Buying a house is one of the most exciting things you will ever do. But there are LOTS of little details involved – details which can be very costly if they are overlooked.
Unfortunately, I made all 10 of these mistakes when buying my first house. Even though I thought I was very prepared. But with so much going on, I still missed them…and cost myself THOUSANDS of dollars!
Which is why I created http://www.HouseBuying-Tips.com. Now, you can learn ahead of time how to save yourself lots of money. So, here is the first mistake you should avoid when buying your next house:
#1: Know EXACTLY what you want before you start house hunting, AND put it in writing!
Owning your own home is a great feeling.
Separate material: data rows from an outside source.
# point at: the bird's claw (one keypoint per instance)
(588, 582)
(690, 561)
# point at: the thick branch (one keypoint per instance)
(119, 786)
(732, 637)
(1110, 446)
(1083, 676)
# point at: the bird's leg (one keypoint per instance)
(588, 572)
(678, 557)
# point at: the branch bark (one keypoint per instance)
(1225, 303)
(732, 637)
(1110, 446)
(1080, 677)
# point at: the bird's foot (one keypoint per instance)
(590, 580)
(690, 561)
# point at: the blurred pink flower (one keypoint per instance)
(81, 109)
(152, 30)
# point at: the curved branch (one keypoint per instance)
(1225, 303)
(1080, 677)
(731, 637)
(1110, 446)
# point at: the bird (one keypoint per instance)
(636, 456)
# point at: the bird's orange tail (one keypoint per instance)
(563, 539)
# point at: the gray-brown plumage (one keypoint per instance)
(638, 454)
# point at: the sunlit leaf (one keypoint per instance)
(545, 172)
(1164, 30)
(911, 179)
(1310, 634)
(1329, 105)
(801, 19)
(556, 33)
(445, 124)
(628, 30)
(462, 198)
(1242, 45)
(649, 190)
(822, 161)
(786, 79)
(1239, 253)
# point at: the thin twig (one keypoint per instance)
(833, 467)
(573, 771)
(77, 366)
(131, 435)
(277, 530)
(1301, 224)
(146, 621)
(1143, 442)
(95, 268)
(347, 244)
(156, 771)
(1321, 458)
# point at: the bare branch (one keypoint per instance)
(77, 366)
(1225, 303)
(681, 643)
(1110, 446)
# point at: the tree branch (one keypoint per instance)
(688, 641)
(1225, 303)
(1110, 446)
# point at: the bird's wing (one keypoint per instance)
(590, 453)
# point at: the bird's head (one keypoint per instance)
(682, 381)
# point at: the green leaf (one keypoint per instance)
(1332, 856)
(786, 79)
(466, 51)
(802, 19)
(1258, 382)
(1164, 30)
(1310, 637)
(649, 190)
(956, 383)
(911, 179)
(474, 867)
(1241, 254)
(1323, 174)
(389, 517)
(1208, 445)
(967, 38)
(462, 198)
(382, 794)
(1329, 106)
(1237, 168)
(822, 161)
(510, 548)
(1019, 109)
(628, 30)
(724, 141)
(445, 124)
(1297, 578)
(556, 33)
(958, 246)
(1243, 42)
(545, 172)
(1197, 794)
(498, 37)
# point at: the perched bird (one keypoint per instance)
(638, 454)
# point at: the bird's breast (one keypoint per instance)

It’s the American dream. And it’s one of the biggest purchases you will ever make!
So the more time you spend preparing, the easier your life will be.
One of the most important things you can do to get ready to buy your first house is to decide EXACTLY what you want – and write it down on paper.
Sounds simple. But over the next few months you’ll see that the house buying process is one of the most intense, stressful, busy – and exciting – times of your life. So, BEFORE you start looking for a new house, it’s a good idea to have a very clear picture of the type of house you want.
It’s certainly helpful to have a picture in your mind. But as you get further into the process, you’ll find it helpful to have a list you can refer to (especially when the “files” in your mind start getting overloaded!)
Of course, once you start looking at houses, your list can change:
…you’ll find things you never thought of
…things you thought were important but may not be any more
…things you thought you could afford but can’t
…and things you didn’t think you could afford, but you can.
So don’t be afraid to make changes.
When writing your list, think of all the qualities you want in a house…and in a neighborhood…and in a town (or city). Include EVERYTHING you think is important. While this won’t guarantee that you will get everything you want, it will help you be able to prioritize what you think is most important.
Here are some of the items you should include on your list:
- Town or city (which towns do you WANT to live in, which ones would you live in if you had to, which ones would you NOT live in no matter what!)
- Area of town
- School system
- Type of neighborhood (With kids, without kids, close to highway or main road, out in the country, etc)
- Type of house (Cape, Ranch, Colonial, etc)
- Size of house (Square footage, number of bedrooms, number of bathrooms, etc.)
- Size of rooms
- Layout of house
- Yard (Landscaped nicely so you don’t have to do any work getting it in good shape, not as nicely landscaped so you might get a better deal but need to put in more work, etc.)
- Price (Are you willing to pay less for an older house or one that needs more work?)
- Anything else that is important to you (For example, I knew I did not want a house on a hill. But our first offer was for a house on a hill. Which left me feeling very uncomfortable. Luckily, the deal fell through, but without a list I got caught up in the excitement.)
If you’re not sure what to put on your list, take a walk through the house or apartment you are living in now. Take a walk through the neighborhood. Visit a friend or neighbor. The more information you have, the better!
(NOTE: If you are buying your house with someone else, make sure you ask your spouse, partner, or significant other what they think is important as well. If at all possible, try to combine your list so you can work together.)
Once your list is ready, put the items on your list in order of importance, so when you have a million other little details in your mind, you can look at your list and not have to rely on your memory.
So, do yourself a favor and find a quiet place, take a few moments to write out your list, put it in order of importance, and save yourself a bunch of stress!